Which leads to the cosmic change we are undergoing as a society: We are on our way to accepting that not everyone is entitled to call us when they want to. Those long-held, much-treasured phone numbers that we claimed special status for despite our abuse? They are so yesterday.
What Burner.com does is allow you to create a temporary number for a specific purpose. You can give it to a select person or group of people -- the students in your class, people responding to your piano-for-sale ad on Craigslist, the tenants in the building you manage -- and you can keep it for as long as you like, paying for it as long as you want to keep it.

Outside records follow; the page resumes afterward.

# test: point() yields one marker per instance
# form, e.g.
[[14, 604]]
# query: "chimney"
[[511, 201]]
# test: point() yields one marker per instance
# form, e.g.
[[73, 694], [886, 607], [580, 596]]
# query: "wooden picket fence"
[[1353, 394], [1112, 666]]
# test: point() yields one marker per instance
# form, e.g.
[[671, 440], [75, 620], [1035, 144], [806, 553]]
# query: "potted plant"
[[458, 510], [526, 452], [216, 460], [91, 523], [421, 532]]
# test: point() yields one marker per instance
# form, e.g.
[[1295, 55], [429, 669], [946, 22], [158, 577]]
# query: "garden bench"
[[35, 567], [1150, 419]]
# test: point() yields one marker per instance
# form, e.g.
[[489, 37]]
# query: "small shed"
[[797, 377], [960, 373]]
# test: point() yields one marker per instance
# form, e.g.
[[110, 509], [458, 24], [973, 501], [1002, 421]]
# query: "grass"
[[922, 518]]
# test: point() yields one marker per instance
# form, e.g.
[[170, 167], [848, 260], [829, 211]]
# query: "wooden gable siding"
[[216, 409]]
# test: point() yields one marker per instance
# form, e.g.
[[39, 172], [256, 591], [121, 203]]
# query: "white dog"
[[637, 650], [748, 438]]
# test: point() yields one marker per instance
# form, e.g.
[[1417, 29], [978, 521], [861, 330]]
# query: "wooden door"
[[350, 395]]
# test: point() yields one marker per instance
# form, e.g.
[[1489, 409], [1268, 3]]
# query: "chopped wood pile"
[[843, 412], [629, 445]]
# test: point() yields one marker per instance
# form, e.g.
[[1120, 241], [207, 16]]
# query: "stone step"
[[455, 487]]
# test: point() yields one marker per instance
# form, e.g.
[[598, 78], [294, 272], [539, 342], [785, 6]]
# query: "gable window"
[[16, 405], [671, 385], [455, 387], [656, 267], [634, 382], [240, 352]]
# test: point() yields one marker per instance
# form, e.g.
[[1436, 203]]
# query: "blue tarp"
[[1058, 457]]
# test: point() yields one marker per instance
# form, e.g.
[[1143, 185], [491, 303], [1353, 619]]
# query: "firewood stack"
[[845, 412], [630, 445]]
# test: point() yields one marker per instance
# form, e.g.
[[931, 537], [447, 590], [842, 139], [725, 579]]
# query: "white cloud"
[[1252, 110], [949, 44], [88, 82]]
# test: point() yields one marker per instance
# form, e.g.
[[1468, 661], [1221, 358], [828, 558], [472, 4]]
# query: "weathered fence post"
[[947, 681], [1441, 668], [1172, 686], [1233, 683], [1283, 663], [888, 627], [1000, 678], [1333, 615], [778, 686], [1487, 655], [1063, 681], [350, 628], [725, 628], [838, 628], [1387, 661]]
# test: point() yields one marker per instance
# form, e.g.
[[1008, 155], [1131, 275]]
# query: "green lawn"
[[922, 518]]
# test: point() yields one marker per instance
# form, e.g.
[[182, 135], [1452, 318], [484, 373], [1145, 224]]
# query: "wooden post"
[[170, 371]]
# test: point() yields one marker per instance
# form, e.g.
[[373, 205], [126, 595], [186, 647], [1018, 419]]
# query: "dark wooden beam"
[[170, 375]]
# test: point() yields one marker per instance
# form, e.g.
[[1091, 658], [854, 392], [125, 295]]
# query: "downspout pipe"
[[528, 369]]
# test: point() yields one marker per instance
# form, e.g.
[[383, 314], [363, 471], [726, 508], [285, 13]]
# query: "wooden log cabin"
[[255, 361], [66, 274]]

I, personally, would like to give Burner number to everyone I meet in the course of doing my job; the line between my real and virtual friends long ago blurred on Facebook. Why must everyone who I interview for a story also get my cell number? I also wouldn't have minded having a Burner number when my husband went out car-shopping recently; those pesky salespeople have been hounding us with calls even though he made it clear that he was "just looking." A single woman in the office thinks a Burner number would be perfect for handing out to guys she meets in her online dating exploits. I certainly could have used it at a recent college career day; the number of students who want Huffington Post internships far exceeds the number of internships we have -- no matter how many times they call me. And a burner number certainly would have worked for taking care of Dad.
"It gives you control over who you want to have access to you," said Cohn.
Put that way, I get it. I also admit that my initial reaction was that it felt icky. Isn't it deceitful to meet a woman in a bar and give her a fake number? And then what? After you've been dating awhile and she passes some kind of longevity test, you casually say something like "Oh, you're a keeper, so here's my real number"? Doesn't that start things out on the wrong foot -- one weighed down forever with the taint of suspicion and distrust?
Cohn and his partner say the problem is in my perception. I've empowered my original phone number as the "real" one and everything after that is "fake." Your temporary phone number isn't a "fake," Cohn says. "It's just a temporary number."
I'm working my head around this guys; it just may take a while. After all, I am a former-212 and everyone knows ex-New Yorkers only pretend to like change.